Os vinhos do Tejo têm sido regularmente analisados sob um preconceito irritante, um ar de sobranceria e um desprezo altivo que incomoda. Por vezes chega-se mesmo a usar o discurso do "coitadinho", tão ao gosto nacional, num assumir colectivo das dificuldades dos vinhos do Tejo, como que autenticando o Ribatejo como uma região inferior, uma vítima indefesa e um território sacrificado.
Não vale a pena fingir que a imagem dos vinhos do Tejo não tem um fundamento histórico. Seria absurdo pretender reescrever a história. Sim, o Tejo já foi o grande fornecedor de vinhos de Lisboa, já foi o rei das tascas, o soberano dos vinhos a granel. Sim, a viticultura foi em tempos o parente pobre no Tejo e a selecção das castas promoveu a quantidade em detrimento da qualidade. E sim, não é fácil descolar da imagem de vinho a granel, do preconceito da quantidade, da falta de imagem da região... mas não tem de ser assim! Há espaço, predicados e condições na região do Tejo para fazer vinhos de qualidade irrepreensível. Para isso é fundamental que se promova a individualidade dos vinhos do Tejo e que se promova uma das suas imagens de marca, a existência de dias quentes e noites frescas.

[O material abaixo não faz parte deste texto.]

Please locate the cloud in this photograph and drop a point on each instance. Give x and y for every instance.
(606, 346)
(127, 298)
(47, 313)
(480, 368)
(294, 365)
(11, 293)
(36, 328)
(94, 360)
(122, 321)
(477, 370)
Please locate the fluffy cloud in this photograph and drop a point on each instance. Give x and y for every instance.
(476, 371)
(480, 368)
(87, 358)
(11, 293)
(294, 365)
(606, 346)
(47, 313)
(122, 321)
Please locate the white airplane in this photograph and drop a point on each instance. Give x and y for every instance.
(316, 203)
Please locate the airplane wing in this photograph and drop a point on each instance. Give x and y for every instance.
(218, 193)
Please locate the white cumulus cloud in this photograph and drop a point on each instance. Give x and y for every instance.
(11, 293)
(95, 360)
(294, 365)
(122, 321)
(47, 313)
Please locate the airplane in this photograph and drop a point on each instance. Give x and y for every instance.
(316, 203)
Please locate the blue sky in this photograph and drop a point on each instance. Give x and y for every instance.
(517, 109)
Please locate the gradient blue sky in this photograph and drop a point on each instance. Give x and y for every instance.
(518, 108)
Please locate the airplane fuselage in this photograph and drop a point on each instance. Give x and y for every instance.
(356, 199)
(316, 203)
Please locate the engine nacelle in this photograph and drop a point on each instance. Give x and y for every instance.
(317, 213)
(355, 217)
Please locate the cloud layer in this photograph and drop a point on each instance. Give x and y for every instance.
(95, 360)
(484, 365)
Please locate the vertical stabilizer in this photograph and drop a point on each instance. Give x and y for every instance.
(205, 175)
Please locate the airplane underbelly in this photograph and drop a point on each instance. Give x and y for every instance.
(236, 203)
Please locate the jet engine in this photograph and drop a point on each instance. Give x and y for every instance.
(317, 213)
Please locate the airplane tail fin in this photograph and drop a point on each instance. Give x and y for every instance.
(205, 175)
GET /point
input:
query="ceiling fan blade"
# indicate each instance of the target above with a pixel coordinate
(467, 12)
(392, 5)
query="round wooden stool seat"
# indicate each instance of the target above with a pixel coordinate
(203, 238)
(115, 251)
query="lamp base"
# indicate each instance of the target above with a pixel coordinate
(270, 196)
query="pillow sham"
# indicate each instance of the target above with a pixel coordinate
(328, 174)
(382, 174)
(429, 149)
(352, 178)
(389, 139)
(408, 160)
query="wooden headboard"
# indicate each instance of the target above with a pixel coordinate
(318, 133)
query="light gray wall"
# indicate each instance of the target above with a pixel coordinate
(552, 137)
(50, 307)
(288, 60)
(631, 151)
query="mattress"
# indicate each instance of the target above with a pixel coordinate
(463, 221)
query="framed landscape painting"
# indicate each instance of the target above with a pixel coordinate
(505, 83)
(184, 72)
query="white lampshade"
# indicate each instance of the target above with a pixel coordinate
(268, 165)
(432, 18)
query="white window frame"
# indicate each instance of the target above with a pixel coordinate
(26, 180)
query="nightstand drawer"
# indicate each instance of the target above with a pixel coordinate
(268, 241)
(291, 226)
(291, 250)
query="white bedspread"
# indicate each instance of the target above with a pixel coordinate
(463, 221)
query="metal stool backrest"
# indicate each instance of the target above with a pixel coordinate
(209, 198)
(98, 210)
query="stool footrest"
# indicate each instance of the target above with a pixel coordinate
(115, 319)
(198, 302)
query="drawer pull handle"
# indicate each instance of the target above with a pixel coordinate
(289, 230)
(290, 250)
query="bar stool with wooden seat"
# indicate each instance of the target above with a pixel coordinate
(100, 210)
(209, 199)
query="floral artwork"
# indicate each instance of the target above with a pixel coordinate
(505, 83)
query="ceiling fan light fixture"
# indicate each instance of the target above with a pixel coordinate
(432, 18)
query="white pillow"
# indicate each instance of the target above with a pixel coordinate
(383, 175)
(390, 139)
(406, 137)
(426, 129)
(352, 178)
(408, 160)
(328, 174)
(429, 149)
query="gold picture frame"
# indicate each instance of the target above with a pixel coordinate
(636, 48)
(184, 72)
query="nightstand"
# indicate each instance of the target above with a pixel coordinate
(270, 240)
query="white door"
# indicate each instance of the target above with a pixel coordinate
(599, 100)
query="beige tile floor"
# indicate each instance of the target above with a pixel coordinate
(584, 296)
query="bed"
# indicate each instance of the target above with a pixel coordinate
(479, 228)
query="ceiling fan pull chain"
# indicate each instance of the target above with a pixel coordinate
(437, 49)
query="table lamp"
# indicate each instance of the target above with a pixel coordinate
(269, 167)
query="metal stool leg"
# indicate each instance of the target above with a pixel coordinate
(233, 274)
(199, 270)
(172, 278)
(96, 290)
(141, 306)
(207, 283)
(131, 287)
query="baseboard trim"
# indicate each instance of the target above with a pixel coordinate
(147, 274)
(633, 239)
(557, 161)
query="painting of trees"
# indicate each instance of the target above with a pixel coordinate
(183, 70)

Hoje existem, felizmente, razões para sorrir. Ainda não são muitos, há que o reconhecer, mas existe um grupo muito interessante de produtores do Tejo com vontade e empenho em mudar os paradigmas da região. E já se fazem alguns grandes vinhos no Ribatejo, por vezes com preços extremamente aliciantes. Nenhuma região quer ver os seus vinhos promovidos pelo factor preço, mas se as boas relações qualidade/preço abundam no Tejo, porque não divulgá-las? Sobretudo quando essa é uma das muitas magias do Tejo, a capacidade de avançar simultaneamente no volume e na qualidade em caminhos paralelos.
São muitos os produtores do Tejo a merecer destaque e elogios rasgados, e são muitos os vinhos que se distinguem nessa difícil equação entre preço e qualidade.
A Quinta da Alorna é uma dessas referências clássicas, uma marca de reconhecimento imediato e que constitui um refúgio seguro na restauração. Da Quinta da Alorna já nos habituámos há muito a esperar vinhos sólidos, simpáticos e bem adaptados aos gostos modernos, vinhos consensuais e vendidos a preços justos. Mas agora, para além dos rótulos tradicionais já conhecidos do passado, a Quinta da Alorna avançou destemida para um patamar qualitativo superior, lançando os vinhos Marquesa de Alorna Reserva, nas versões branco e tinto. O Marquesa de Alorna Reserva 2008 surge amplo, denso, guloso e sedutor numa primeira fase, para logo se transformar num déspota, com os taninos a marcar a cadência... e a métrica a subir para um ritmo diabólico. Termina poderoso e viril, sem nunca chegar a ser rude.
A Quinta da Lagoalva, um produtor clássico do Ribatejo, oferece um dos melhores vinhos da casta Alfrocheiro do país que, na versão Quinta da Lagoalva de Cima Grande Escolha Alfrocheiro 2008, revela um nariz delicado e elegante, carregado de fruta vermelha, com vagas sucessivas de cerejas, morangos e framboesas num registo suave e melodioso. A boca mostra-se um pouco mais tensa, ligeiramente mais autoritária, vivaça na acidez e rija nos taninos, terminando intensa e longa. Igualmente referência, dos vinhos de Casal Branco destacam-se de forma clara os Falcoaria Clássico 2008 e o Falcoaria Reserva 2007, o primeiro num registo mais clássico, com a fruta a surgir contida e a boca a terminar levemente seca mas coerente e proporcionada, num vinho que merece ser provado com atenção, enquanto o segundo se mostra mais profundo e amplo, guloso na fruta madura e nas especiarias, mais cordato na boca, não obstante a ligeira rudeza do final de boca. Dois tintos alegres e com personalidade, perfeitos para a mesa, capazes de arrancar mais do que um sorriso de satisfação.